Finalmente, após enfrentar com uma coragem épica aquela situação dramática e perigosa, eu poderia gritar para todo mundo ouvir que a lenda ainda estava viva! Que havia esperança, havia potência e havia amor! Eu poderia, enfim, sentir o ar da vida preenchendo meus pulmões novamente. Mas a vida, a vida é uma put@ falta de sacanagem. E, ao invés disso, o que senti foi uma sensação desconhecida, que, de forma repentina, percorreu todo o meu corpo...

Encostado ao muro, com as mãos para cima e pernas abertas, senti um policial apalpar áreas nunca antes exploradas. Meu eusébio continuava intacto, mas, naquele momento, me senti violado. Era, afinal de contas, meu primeiro contato com a opressão estatal. Desorientado, vi policiais gritando, esfihas voando, luzes piscando e, em câmera lenta, cenas de telejornais e noticiários de Uberlandia invadiram minha cabeça. O cagaço, então, se instalou novamente. E assim, ao sentir a mão do policial próxima ao bolso da minha calça, fiz aquela que pode ser considerada umas das maiores burrices da minha vida. Olhei para o policial e disse: — aí só tem dinheiro, senhor. A resposta foi carinhosa e instantânea: um tapa na fuça, acompanhado de “está achando que alguém aqui quer o seu dinheiro, seu moleque?”.

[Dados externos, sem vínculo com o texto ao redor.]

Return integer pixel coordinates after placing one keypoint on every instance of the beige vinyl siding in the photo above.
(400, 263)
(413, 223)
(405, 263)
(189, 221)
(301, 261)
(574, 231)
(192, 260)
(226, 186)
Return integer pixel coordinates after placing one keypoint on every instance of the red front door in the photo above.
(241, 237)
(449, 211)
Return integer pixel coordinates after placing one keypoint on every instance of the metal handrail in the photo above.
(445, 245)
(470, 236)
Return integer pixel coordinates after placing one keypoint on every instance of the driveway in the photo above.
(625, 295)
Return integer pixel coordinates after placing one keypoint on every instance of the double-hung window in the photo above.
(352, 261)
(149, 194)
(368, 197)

Imediatamente, senti algo em mim esquentar — e não era apenas a minha orelha. Era a revolta. A raiva. Afinal de contas, como cidadão brasileiro, eu tenho direitos constitucionalmente garantidos e aquilo não poderia ficar impune, não poderia ser em vão. Eu deveria lutar. Ser a esperança dos mais fracos. A voz dos oprimidos. O rosto desse povo sofrido. E todos se lembrariam da minha guerra. Da minha história.

Pensei, então, em mandar o policial bater mais forte, porque, afinal, “aqui é Corinthians, mano!”. Mas me contive e, bravamente, como um símbolo da resistência, respondi, :

– Desculpe, senhor! Não foi minha intenção. Desculpe! Eu não quis dizer isso.

Desconsertado, o agente opressor, em sinal de respeito e temor, olhou para o meu rosto de Jaspion anêmico e recuou. E, assim, aquela noite virou história. A história virou lenda. E hoje, em butecos e vilarejos distantes, sou conhecido como “aquele que apanhou da polícia”. É, me tornei um mártir, bebê.